Otherwise malformed data could exploit security vulnerabilities in code that processes that data. When you have large inputs, this means buffering large amounts of data (to memory or disk) so you can compute the hash before doing anything with it. This is wasteful of resources and reduces the time before data can be processed. A workaround is to compute the rolling hash and then send N hashes of the data. The consumer can buffer up to the rolling hash amount (say 32 MB) and process that data sooner without having to wait for the full payload to arrive. This is super useful for achieving streaming processing in security sensitive contexts. I hope we could somehow incorporate a rolling hash into the object service to achieve these desirable properties.

Yes, but in the normal case where there is no corruption and no exploit, we're going to have to have the whole resource on disk anyway. We'd never request downloading a resource just to verify that it's valid (except possibly inside this service).

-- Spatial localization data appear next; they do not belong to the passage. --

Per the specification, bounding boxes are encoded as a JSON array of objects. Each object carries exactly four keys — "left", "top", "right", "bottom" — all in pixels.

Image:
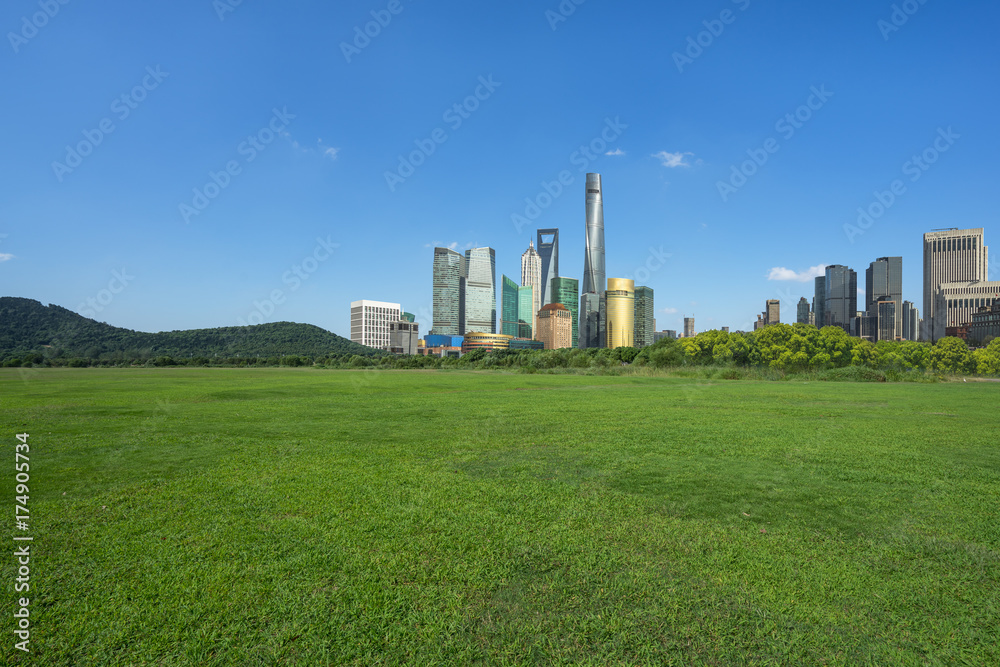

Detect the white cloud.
[
  {"left": 605, "top": 148, "right": 625, "bottom": 156},
  {"left": 662, "top": 307, "right": 679, "bottom": 314},
  {"left": 652, "top": 151, "right": 694, "bottom": 168},
  {"left": 0, "top": 253, "right": 13, "bottom": 262},
  {"left": 322, "top": 147, "right": 339, "bottom": 160},
  {"left": 767, "top": 264, "right": 827, "bottom": 282}
]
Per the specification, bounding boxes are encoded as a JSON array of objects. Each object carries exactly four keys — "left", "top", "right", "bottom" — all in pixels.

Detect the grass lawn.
[{"left": 2, "top": 368, "right": 998, "bottom": 665}]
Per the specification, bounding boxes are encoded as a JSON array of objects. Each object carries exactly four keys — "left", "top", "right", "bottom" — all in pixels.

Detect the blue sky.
[{"left": 2, "top": 0, "right": 998, "bottom": 337}]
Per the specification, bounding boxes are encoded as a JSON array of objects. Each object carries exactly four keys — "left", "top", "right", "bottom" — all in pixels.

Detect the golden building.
[
  {"left": 536, "top": 303, "right": 573, "bottom": 349},
  {"left": 461, "top": 332, "right": 513, "bottom": 353},
  {"left": 605, "top": 278, "right": 635, "bottom": 348}
]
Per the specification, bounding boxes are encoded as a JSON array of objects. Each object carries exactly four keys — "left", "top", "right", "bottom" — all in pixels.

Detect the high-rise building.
[
  {"left": 683, "top": 317, "right": 695, "bottom": 338},
  {"left": 824, "top": 265, "right": 857, "bottom": 333},
  {"left": 537, "top": 229, "right": 559, "bottom": 307},
  {"left": 517, "top": 285, "right": 534, "bottom": 339},
  {"left": 521, "top": 240, "right": 542, "bottom": 337},
  {"left": 580, "top": 173, "right": 606, "bottom": 348},
  {"left": 431, "top": 247, "right": 465, "bottom": 336},
  {"left": 500, "top": 275, "right": 519, "bottom": 337},
  {"left": 866, "top": 256, "right": 902, "bottom": 339},
  {"left": 796, "top": 297, "right": 810, "bottom": 324},
  {"left": 653, "top": 330, "right": 677, "bottom": 343},
  {"left": 550, "top": 276, "right": 579, "bottom": 348},
  {"left": 814, "top": 276, "right": 826, "bottom": 328},
  {"left": 464, "top": 247, "right": 496, "bottom": 334},
  {"left": 902, "top": 301, "right": 919, "bottom": 341},
  {"left": 633, "top": 286, "right": 654, "bottom": 348},
  {"left": 389, "top": 319, "right": 419, "bottom": 355},
  {"left": 536, "top": 303, "right": 573, "bottom": 349},
  {"left": 765, "top": 299, "right": 780, "bottom": 325},
  {"left": 932, "top": 281, "right": 1000, "bottom": 340},
  {"left": 923, "top": 228, "right": 988, "bottom": 341},
  {"left": 350, "top": 300, "right": 401, "bottom": 350},
  {"left": 605, "top": 278, "right": 635, "bottom": 348},
  {"left": 875, "top": 297, "right": 896, "bottom": 343}
]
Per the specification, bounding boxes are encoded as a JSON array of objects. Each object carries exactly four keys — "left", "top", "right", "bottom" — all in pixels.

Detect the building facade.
[
  {"left": 765, "top": 299, "right": 780, "bottom": 325},
  {"left": 605, "top": 278, "right": 634, "bottom": 348},
  {"left": 969, "top": 302, "right": 1000, "bottom": 344},
  {"left": 825, "top": 264, "right": 857, "bottom": 332},
  {"left": 537, "top": 303, "right": 573, "bottom": 349},
  {"left": 633, "top": 286, "right": 654, "bottom": 348},
  {"left": 350, "top": 300, "right": 402, "bottom": 350},
  {"left": 550, "top": 276, "right": 579, "bottom": 349},
  {"left": 537, "top": 228, "right": 559, "bottom": 307},
  {"left": 923, "top": 228, "right": 989, "bottom": 341},
  {"left": 867, "top": 256, "right": 902, "bottom": 339},
  {"left": 683, "top": 317, "right": 695, "bottom": 338},
  {"left": 797, "top": 297, "right": 810, "bottom": 324},
  {"left": 517, "top": 285, "right": 534, "bottom": 339},
  {"left": 461, "top": 332, "right": 512, "bottom": 353},
  {"left": 814, "top": 276, "right": 826, "bottom": 329},
  {"left": 901, "top": 301, "right": 919, "bottom": 341},
  {"left": 464, "top": 247, "right": 496, "bottom": 334},
  {"left": 653, "top": 330, "right": 677, "bottom": 343},
  {"left": 389, "top": 319, "right": 419, "bottom": 355},
  {"left": 521, "top": 240, "right": 542, "bottom": 337},
  {"left": 431, "top": 247, "right": 465, "bottom": 336},
  {"left": 874, "top": 297, "right": 896, "bottom": 343},
  {"left": 500, "top": 275, "right": 520, "bottom": 337},
  {"left": 932, "top": 281, "right": 1000, "bottom": 340}
]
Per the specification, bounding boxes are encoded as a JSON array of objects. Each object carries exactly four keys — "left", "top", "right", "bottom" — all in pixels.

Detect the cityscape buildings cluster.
[{"left": 351, "top": 177, "right": 998, "bottom": 355}]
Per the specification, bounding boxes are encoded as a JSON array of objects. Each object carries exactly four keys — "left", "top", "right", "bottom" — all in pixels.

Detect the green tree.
[{"left": 929, "top": 337, "right": 974, "bottom": 374}]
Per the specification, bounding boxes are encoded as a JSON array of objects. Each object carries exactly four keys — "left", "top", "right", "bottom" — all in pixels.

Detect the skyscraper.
[
  {"left": 431, "top": 247, "right": 465, "bottom": 336},
  {"left": 605, "top": 278, "right": 635, "bottom": 348},
  {"left": 765, "top": 299, "right": 780, "bottom": 325},
  {"left": 923, "top": 228, "right": 989, "bottom": 341},
  {"left": 814, "top": 276, "right": 826, "bottom": 328},
  {"left": 537, "top": 229, "right": 559, "bottom": 307},
  {"left": 537, "top": 303, "right": 573, "bottom": 349},
  {"left": 580, "top": 173, "right": 606, "bottom": 348},
  {"left": 902, "top": 301, "right": 919, "bottom": 341},
  {"left": 796, "top": 297, "right": 810, "bottom": 324},
  {"left": 350, "top": 300, "right": 401, "bottom": 349},
  {"left": 550, "top": 276, "right": 579, "bottom": 348},
  {"left": 866, "top": 256, "right": 902, "bottom": 339},
  {"left": 633, "top": 286, "right": 654, "bottom": 348},
  {"left": 500, "top": 275, "right": 519, "bottom": 337},
  {"left": 521, "top": 240, "right": 542, "bottom": 337},
  {"left": 464, "top": 247, "right": 496, "bottom": 334},
  {"left": 824, "top": 265, "right": 857, "bottom": 333},
  {"left": 875, "top": 297, "right": 897, "bottom": 343},
  {"left": 517, "top": 285, "right": 534, "bottom": 339},
  {"left": 683, "top": 317, "right": 695, "bottom": 338}
]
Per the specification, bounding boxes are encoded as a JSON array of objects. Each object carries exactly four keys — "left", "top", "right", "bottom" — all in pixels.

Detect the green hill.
[{"left": 0, "top": 297, "right": 381, "bottom": 362}]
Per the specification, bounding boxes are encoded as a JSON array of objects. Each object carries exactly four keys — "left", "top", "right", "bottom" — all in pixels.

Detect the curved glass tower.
[{"left": 582, "top": 174, "right": 605, "bottom": 296}]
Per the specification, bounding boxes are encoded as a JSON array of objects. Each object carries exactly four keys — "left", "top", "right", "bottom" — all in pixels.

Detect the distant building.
[
  {"left": 721, "top": 327, "right": 730, "bottom": 333},
  {"left": 418, "top": 345, "right": 463, "bottom": 359},
  {"left": 464, "top": 248, "right": 496, "bottom": 334},
  {"left": 969, "top": 301, "right": 1000, "bottom": 344},
  {"left": 580, "top": 173, "right": 606, "bottom": 349},
  {"left": 550, "top": 277, "right": 579, "bottom": 348},
  {"left": 633, "top": 286, "right": 655, "bottom": 347},
  {"left": 902, "top": 301, "right": 919, "bottom": 341},
  {"left": 509, "top": 338, "right": 544, "bottom": 350},
  {"left": 765, "top": 299, "right": 780, "bottom": 325},
  {"left": 517, "top": 285, "right": 534, "bottom": 339},
  {"left": 500, "top": 275, "right": 520, "bottom": 338},
  {"left": 537, "top": 229, "right": 559, "bottom": 306},
  {"left": 350, "top": 300, "right": 401, "bottom": 350},
  {"left": 797, "top": 297, "right": 810, "bottom": 324},
  {"left": 814, "top": 276, "right": 826, "bottom": 328},
  {"left": 521, "top": 241, "right": 542, "bottom": 336},
  {"left": 431, "top": 248, "right": 465, "bottom": 336},
  {"left": 875, "top": 297, "right": 897, "bottom": 343},
  {"left": 653, "top": 330, "right": 677, "bottom": 343},
  {"left": 867, "top": 256, "right": 902, "bottom": 339},
  {"left": 461, "top": 332, "right": 512, "bottom": 353},
  {"left": 605, "top": 278, "right": 635, "bottom": 348},
  {"left": 825, "top": 265, "right": 857, "bottom": 333},
  {"left": 536, "top": 303, "right": 573, "bottom": 349},
  {"left": 683, "top": 317, "right": 695, "bottom": 338},
  {"left": 923, "top": 228, "right": 988, "bottom": 340},
  {"left": 423, "top": 334, "right": 462, "bottom": 348},
  {"left": 932, "top": 281, "right": 1000, "bottom": 341},
  {"left": 389, "top": 319, "right": 419, "bottom": 355},
  {"left": 401, "top": 312, "right": 415, "bottom": 323}
]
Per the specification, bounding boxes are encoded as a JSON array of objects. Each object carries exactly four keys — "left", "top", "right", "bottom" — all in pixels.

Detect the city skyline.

That would actually be a mistake to implement since the first request could send different bytes to the ones which get saved to disk on the second request.

If you were downloading an xz file and wanted to stream it directly to an uncompressed version, the better approach would be to use something like tee (or in Go an io.MultiWriter) to send each received byte to a SHA256 calculator and an XZ decompressor. This is actually how the taskcluster/taskcluster-lib-artifact-go works to handle this exact case, with content-encoding gzip decompression.

If you really didn't want to send the data through an XZ decompressor before validating the hash, you'd by definition also have to write the full file to disk to ensure that the file you hash is exactly the file you decompress.

If we're experiencing hashes which do not mesh, wasted data transfer is the absolute least of our concerns. I think that doing rolling hashes is an interesting idea, but in this instance it feels like a premature optimization.

jhford commented 6 years ago

@djmitche Github won't let me reply inline for some reason

I don't think we use it without a body, though -- that could conceivably cause issues with HTTP implementations.

that sentence was written before updating the method used. I've slightly reworked it to state that a zero-length body should be used.

I think the confusion here is that it looks like "abcd123", "u-123", and "123" are related.

Very possible. I've changed the example to reduce the reuse of 123.

jhford commented 6 years ago

@indygreg when you have a chance, can you let me know if there's any other issues?

If there's not, let's call this decided.